The K-408 came in a 10K yellow gold filled case.  The catalog image shows that the watch had very unique lugs, reminiscent of the Sir Echo introduced in 1957.  The model was available on a strap or with a bracelet that looks like it integrated flawlessly with the uniquely shaped lugs.

What you don't really see on the catalog depiction is the textured dial with a radial finish.  With the gold highlights of the numerals and hour markers, the dial seems to sparkle with brilliance.

Tucked inside the case is a 17 jewel 661 automatic movement, just as you'd expect for a K-series watch.

You don't see the K-408 very often, so when I saw one for sale I made a serious run at it and I had to pay dearly.  I was surprised there was as much interest, as it was in rough shape and the case back was dented.  As received, it looked promising despite how all the grime and dirt.
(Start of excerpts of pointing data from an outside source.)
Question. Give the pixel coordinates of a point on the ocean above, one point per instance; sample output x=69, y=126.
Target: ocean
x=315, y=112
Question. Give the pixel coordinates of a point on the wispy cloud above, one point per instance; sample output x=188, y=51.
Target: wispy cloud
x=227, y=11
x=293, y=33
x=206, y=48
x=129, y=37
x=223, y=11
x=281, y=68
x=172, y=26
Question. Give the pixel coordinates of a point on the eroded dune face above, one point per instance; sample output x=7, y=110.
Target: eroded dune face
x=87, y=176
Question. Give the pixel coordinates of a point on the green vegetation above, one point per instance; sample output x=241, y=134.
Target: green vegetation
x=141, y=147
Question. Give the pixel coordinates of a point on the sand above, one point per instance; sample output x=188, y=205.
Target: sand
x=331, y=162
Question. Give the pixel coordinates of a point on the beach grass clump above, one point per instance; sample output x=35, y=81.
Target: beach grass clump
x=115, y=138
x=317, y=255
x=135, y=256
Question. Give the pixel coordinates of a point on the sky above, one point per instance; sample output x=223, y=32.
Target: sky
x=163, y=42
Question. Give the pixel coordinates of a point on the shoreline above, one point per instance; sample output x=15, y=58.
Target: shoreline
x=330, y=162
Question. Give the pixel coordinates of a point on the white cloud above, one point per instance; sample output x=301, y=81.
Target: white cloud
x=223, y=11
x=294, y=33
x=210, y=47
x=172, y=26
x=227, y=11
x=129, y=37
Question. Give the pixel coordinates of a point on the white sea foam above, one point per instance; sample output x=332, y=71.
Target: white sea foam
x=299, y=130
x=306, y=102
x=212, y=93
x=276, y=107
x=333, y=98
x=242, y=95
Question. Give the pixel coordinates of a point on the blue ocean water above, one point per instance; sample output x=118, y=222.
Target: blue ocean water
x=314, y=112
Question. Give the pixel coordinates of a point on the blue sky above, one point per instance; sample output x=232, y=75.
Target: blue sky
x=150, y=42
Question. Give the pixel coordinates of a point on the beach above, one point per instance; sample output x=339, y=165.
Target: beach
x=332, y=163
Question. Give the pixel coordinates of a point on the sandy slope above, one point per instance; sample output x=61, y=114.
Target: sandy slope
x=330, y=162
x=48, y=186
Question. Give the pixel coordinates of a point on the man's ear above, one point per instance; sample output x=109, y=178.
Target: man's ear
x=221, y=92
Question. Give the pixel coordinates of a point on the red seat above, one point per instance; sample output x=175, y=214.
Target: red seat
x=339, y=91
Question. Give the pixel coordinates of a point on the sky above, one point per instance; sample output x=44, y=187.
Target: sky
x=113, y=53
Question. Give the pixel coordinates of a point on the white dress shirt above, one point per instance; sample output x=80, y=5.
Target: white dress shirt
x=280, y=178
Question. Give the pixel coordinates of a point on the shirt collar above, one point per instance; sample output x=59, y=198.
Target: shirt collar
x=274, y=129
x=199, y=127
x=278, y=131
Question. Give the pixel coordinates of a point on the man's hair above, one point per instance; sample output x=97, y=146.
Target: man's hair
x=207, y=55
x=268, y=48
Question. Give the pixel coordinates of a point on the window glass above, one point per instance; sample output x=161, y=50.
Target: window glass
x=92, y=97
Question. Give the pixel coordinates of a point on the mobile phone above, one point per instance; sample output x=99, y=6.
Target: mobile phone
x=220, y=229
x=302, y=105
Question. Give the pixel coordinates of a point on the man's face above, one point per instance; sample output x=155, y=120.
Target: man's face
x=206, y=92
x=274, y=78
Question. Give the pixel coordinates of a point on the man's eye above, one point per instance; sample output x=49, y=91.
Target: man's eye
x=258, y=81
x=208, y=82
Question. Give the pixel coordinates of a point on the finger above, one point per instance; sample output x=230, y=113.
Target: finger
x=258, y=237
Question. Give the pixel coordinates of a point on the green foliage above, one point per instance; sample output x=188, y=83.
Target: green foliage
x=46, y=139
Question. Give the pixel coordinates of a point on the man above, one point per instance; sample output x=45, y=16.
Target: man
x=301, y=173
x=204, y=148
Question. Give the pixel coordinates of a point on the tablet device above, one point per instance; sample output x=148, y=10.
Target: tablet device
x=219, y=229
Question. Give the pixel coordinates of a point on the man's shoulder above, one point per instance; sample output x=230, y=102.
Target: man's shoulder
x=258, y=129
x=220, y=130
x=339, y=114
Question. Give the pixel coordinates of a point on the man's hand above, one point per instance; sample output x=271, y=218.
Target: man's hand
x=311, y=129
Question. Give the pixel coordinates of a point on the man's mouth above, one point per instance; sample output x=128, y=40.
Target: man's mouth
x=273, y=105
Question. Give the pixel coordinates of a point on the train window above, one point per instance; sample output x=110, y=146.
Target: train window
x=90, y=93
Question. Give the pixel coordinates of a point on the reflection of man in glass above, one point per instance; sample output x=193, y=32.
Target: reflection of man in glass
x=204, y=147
I crossed my fingers that the case would be okay.  I can't think of any reason why the case back would be so dented and I was hoping the case threads would be alright.  Fortunately, I couldn't see any issues beyond basic cosmetics.  The case opened with ease and the closed tightly.

The movement would run and it was largely rust-free so nothing more than a trip to the spa was likely to be needed.

Everything is now cleaned and dried.  Time for reassembly.

The movement is reassembled enough to give the barrel a few winds and make sure everything works.  The watch is ticking away with good motion so it's off to the timer.

Nothing wrong with this timekeeping.  I'll leave it running a little fast while everything settles in.

A new crystal is in order since the original was cracked.  This watch takes a fairly small crystal, relatively speaking.  26.9mm should do the trick.

A fresh brown lizard strap completes the restoration of this uncommon K-408.  I put fresh lume on the hands so they're a little brighter than what I started with.  This watch is smaller than it's peers in the Automatic K series.  I suspect that's one reason why it so much less common.  It's not tiny, but it's definitely smaller.  I like it though, it's a sharp looking watch... for a round watch.

1 comment:

  1. You could sell snowballs to Eskimos :). I too thought - until a couple of minutes ago that a round watch was pretty dull. I guess I have to broaden my horizons. Thanks! Beautiful watch.